Saya sendiri dari dulu kurang cocok dengan hal itu. Ketidakcocokan terhadap hal itu karena suatu penjelasan yang saya dapat saat ngaji di pondok dulu.
Syaikhona Maimoen Zubair menjelaskan bahwa yang diperingati hari lahirnya itu adalah Rosululloh Shollallohu Alaihi Wassalam.
Hal itu karena kelahiran Rosululloh adalah bentuk kenikmatan yang sangat besar. Kelahiran Rosululloh membawa perubahan besar di dunia ini.
Dan itu adalah sebuah kepastian, bukan hanya sekedar harapan atau do’a. Bahkan saat masih dalam kandungan saja, banyak kejadian aneh yang menyertainya.
Rosululloh memperingati hari kelahiran beliau dengan cara berpuasa pada hari Senin.
Rosululloh tidak diperingati hari wafatnya, karena wafatnya Rosululloh merupakan kesusahan yang paling dalam. Setelah Rosululloh wafat, tidak akan ada lagi wahyu ALLOH yang diturunkan melalui malaikat Jibril dari langit ke bumi. Dan hal ini merupakan salah satu bentuk perpisahan antara langit dan bumi.
Walaupun hari lahir dan wafat Rosululloh terjadi pada hari dan tanggal yang sama, yaitu Senin 12 Robi’ul Awwal. Akan tetapi kita pada tiap tanggal 12 Robi’ul Awwal itu memperingati hari kelahiran Rosululloh, bukan memperingati hari wafatnya Rosululloh.
Selain Rosululloh, seperti para ulama, para wali atau orang-orang sholih yang diperingati adalah hari wafatnya.
Hal itu karena kematian menjadi rem dari segala macam kemaksiatan dan lupa mengingat ALLOH (ghoflah).
لقد كنت في غفلة من هذا فكشفنا عنك غطاءك فبصرك اليوم حديد.
Seperti disebutkan dalam doa:
واجعل الحياة زيادة لنا في كل خير واجعل الموت راحة لنا من كل شر.
“Dan jadikanlah kehidupan sebagai tambahan untuk kami terhadap segala kebaikan dan jadikanlah mati sebagai istirahat kami dari segala macam keburukan”.
Syaikhona juga menjelaskan bahwa Thobaqotul Ulama itu berdasarkan kematian atau wafatnya, bukan berdasarkan lahir atau usianya.
Seperti contoh antara Imam Ghozali dan Imam Abu Syuja’.
Imam Abu Syuja’ lahir lebih dulu daripada Imam Ghozali.

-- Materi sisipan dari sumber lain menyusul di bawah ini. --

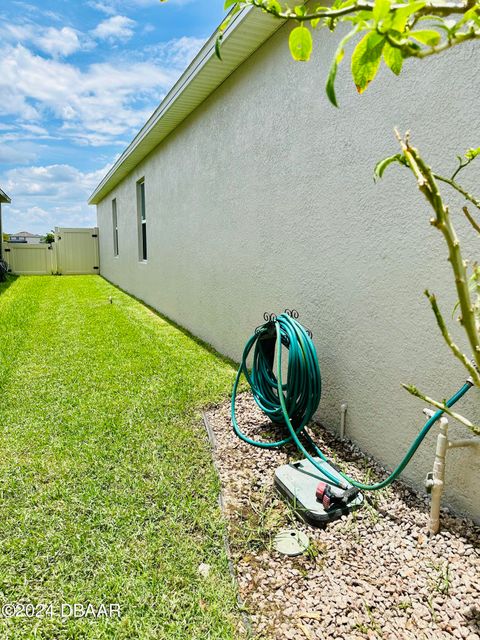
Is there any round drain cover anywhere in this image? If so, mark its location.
[273,529,309,556]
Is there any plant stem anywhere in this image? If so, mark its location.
[402,384,480,436]
[397,132,480,376]
[462,207,480,233]
[247,0,475,22]
[425,291,480,387]
[433,174,480,209]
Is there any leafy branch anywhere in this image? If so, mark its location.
[374,132,480,435]
[216,0,480,106]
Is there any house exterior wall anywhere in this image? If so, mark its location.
[98,23,480,518]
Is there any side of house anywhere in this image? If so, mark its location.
[91,11,480,517]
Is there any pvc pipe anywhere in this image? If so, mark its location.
[448,438,480,449]
[340,402,348,440]
[428,416,449,535]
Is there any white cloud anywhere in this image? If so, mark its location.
[2,22,84,58]
[36,27,80,56]
[145,36,205,69]
[2,164,111,233]
[92,16,136,41]
[0,45,178,145]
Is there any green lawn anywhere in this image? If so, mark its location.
[0,276,240,640]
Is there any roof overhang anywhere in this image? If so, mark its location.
[88,6,284,204]
[0,189,11,203]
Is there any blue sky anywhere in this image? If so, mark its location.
[0,0,223,233]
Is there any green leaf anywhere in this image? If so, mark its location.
[267,0,282,15]
[325,25,360,107]
[373,0,390,24]
[465,147,480,160]
[408,29,441,47]
[383,42,403,76]
[373,153,405,181]
[352,31,385,93]
[215,35,222,60]
[288,25,313,62]
[392,0,427,33]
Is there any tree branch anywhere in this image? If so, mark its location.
[425,290,480,387]
[402,384,480,436]
[396,132,480,367]
[462,207,480,234]
[247,0,475,22]
[433,172,480,209]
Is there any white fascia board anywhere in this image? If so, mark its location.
[88,6,284,204]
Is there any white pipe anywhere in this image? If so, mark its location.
[448,438,480,449]
[424,409,480,535]
[340,402,348,440]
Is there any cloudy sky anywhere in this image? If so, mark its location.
[0,0,223,233]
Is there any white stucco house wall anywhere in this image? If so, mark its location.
[90,10,480,518]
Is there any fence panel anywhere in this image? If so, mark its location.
[3,227,100,275]
[4,242,55,275]
[55,227,100,275]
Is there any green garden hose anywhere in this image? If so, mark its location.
[231,313,472,491]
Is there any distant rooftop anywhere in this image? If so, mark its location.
[10,231,43,238]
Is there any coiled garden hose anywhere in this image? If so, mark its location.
[231,313,472,491]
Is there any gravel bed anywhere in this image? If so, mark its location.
[206,394,480,640]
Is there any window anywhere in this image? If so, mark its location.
[137,179,147,260]
[112,198,118,256]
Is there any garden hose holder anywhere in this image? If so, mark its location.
[231,309,473,525]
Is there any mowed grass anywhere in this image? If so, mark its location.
[0,276,240,640]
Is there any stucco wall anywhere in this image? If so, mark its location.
[94,23,480,517]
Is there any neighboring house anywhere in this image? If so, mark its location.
[0,189,11,260]
[9,231,43,244]
[90,9,480,516]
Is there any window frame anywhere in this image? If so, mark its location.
[112,198,118,258]
[137,177,148,262]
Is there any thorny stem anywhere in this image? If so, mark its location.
[433,172,480,209]
[247,0,475,22]
[425,291,480,387]
[462,207,480,233]
[396,132,480,376]
[402,384,480,436]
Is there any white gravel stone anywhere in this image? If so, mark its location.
[207,394,480,640]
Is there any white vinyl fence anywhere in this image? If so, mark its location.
[3,227,100,275]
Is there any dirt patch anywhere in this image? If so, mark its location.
[207,394,480,640]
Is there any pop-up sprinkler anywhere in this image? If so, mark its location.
[231,310,476,533]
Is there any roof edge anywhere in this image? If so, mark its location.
[88,6,284,204]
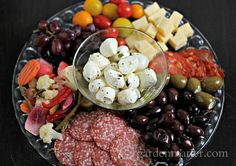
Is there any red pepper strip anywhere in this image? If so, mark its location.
[47,112,66,123]
[42,87,72,108]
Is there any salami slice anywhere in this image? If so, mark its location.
[91,113,126,151]
[110,128,150,166]
[92,146,115,166]
[69,111,103,141]
[54,130,76,166]
[74,141,94,166]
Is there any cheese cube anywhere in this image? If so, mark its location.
[135,40,158,60]
[177,23,194,37]
[169,32,188,51]
[133,16,148,32]
[170,11,183,31]
[157,41,168,51]
[146,23,157,39]
[148,8,166,27]
[156,33,173,43]
[157,18,175,36]
[144,2,160,17]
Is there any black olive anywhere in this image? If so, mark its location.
[136,115,149,125]
[177,109,190,125]
[186,125,204,137]
[165,104,175,113]
[172,120,184,134]
[146,107,162,117]
[167,88,179,104]
[188,104,201,116]
[156,91,167,107]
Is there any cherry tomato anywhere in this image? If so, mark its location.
[116,38,126,46]
[132,4,144,19]
[110,0,126,5]
[103,28,119,38]
[84,0,102,16]
[102,3,118,20]
[72,11,93,28]
[117,3,133,18]
[94,15,112,29]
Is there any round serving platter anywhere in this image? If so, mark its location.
[12,0,225,166]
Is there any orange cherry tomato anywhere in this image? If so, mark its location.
[132,4,144,19]
[72,11,93,28]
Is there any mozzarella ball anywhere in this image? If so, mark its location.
[83,61,102,82]
[125,73,139,88]
[132,53,149,71]
[89,53,110,70]
[118,56,139,74]
[117,88,139,105]
[96,87,116,104]
[89,79,106,93]
[100,38,118,58]
[137,69,157,89]
[104,69,125,89]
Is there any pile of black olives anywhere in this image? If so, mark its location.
[126,75,223,164]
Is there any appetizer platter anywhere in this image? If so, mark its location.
[12,0,225,166]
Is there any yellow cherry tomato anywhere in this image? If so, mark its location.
[112,18,134,38]
[132,4,144,19]
[84,0,103,16]
[72,11,93,28]
[102,3,118,20]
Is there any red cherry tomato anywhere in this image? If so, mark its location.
[110,0,126,5]
[103,28,119,38]
[93,15,112,29]
[117,3,133,18]
[116,38,126,46]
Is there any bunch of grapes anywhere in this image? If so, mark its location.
[33,20,98,66]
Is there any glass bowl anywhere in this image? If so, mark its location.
[73,27,168,111]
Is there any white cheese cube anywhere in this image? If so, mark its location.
[170,11,183,31]
[177,23,194,37]
[148,8,166,27]
[135,40,158,61]
[133,16,148,32]
[157,18,175,36]
[146,23,157,39]
[144,2,160,17]
[156,33,173,43]
[169,32,188,51]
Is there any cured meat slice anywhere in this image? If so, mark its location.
[69,111,103,141]
[74,141,94,166]
[110,128,150,166]
[91,113,126,151]
[92,147,115,166]
[54,130,76,166]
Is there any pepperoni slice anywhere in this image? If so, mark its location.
[74,141,95,166]
[54,130,76,166]
[92,147,115,166]
[91,113,126,151]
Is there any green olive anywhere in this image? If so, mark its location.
[195,92,216,109]
[81,97,94,108]
[170,74,188,89]
[187,78,202,93]
[202,77,223,93]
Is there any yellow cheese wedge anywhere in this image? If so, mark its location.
[157,18,175,36]
[169,32,188,51]
[146,23,157,39]
[144,2,160,17]
[133,16,148,32]
[156,32,173,43]
[170,11,183,31]
[148,8,166,27]
[135,40,158,60]
[177,23,194,37]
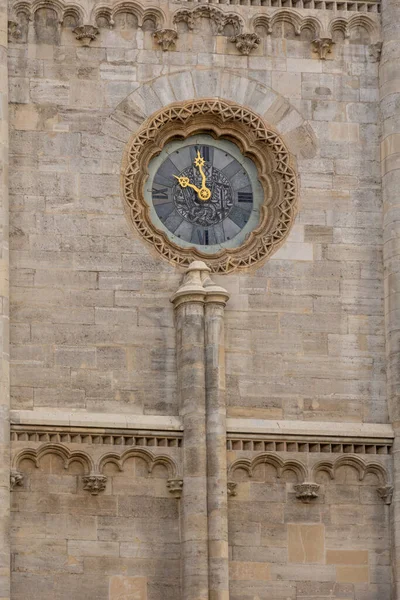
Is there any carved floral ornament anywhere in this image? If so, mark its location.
[122,99,298,273]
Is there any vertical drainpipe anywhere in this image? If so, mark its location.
[0,0,10,600]
[379,0,400,600]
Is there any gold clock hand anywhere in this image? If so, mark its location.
[194,150,211,201]
[174,175,200,194]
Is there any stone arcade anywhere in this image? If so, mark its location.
[0,0,400,600]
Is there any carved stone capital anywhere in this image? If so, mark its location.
[82,475,107,496]
[294,482,319,503]
[167,479,183,499]
[171,260,211,308]
[229,33,261,55]
[368,42,382,62]
[228,481,237,496]
[74,25,99,46]
[171,260,229,308]
[10,469,24,490]
[8,21,22,41]
[376,485,393,504]
[312,38,335,60]
[153,29,178,52]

Imam Abu Syuja’ lahir pada tahun 433 H, Imam Ghozali lahir pada tahun 450.
Secara usia, Imam Abu Syuja’ lebih sepuh daripada Imam Ghozali. Imam Abu Syuja’ berumur 160 tahun, Imam Ghozali berumur 55 tahun.
Akan tetapi, Imam Ghozali wafat lebih dulu daripada Imam Abu Syuja’. Imam Ghozali wafat tahun 505 H, Imam Abu Syuja’ wafat tahun 593 H.
Oleh karena itu, secara thobaqoh (tingkatan) ulama’, Imam Ghozali disebut lebih dahulu daripada Imam Abu Syuja’. Hal itu karena thobaqoh ulama’ didasarkan pada wafatnya, bukan kelahiran atau usianya.
Hal ini seperti didawuhkan berkali-kali oleh Syaikhona Maimoen Zubair.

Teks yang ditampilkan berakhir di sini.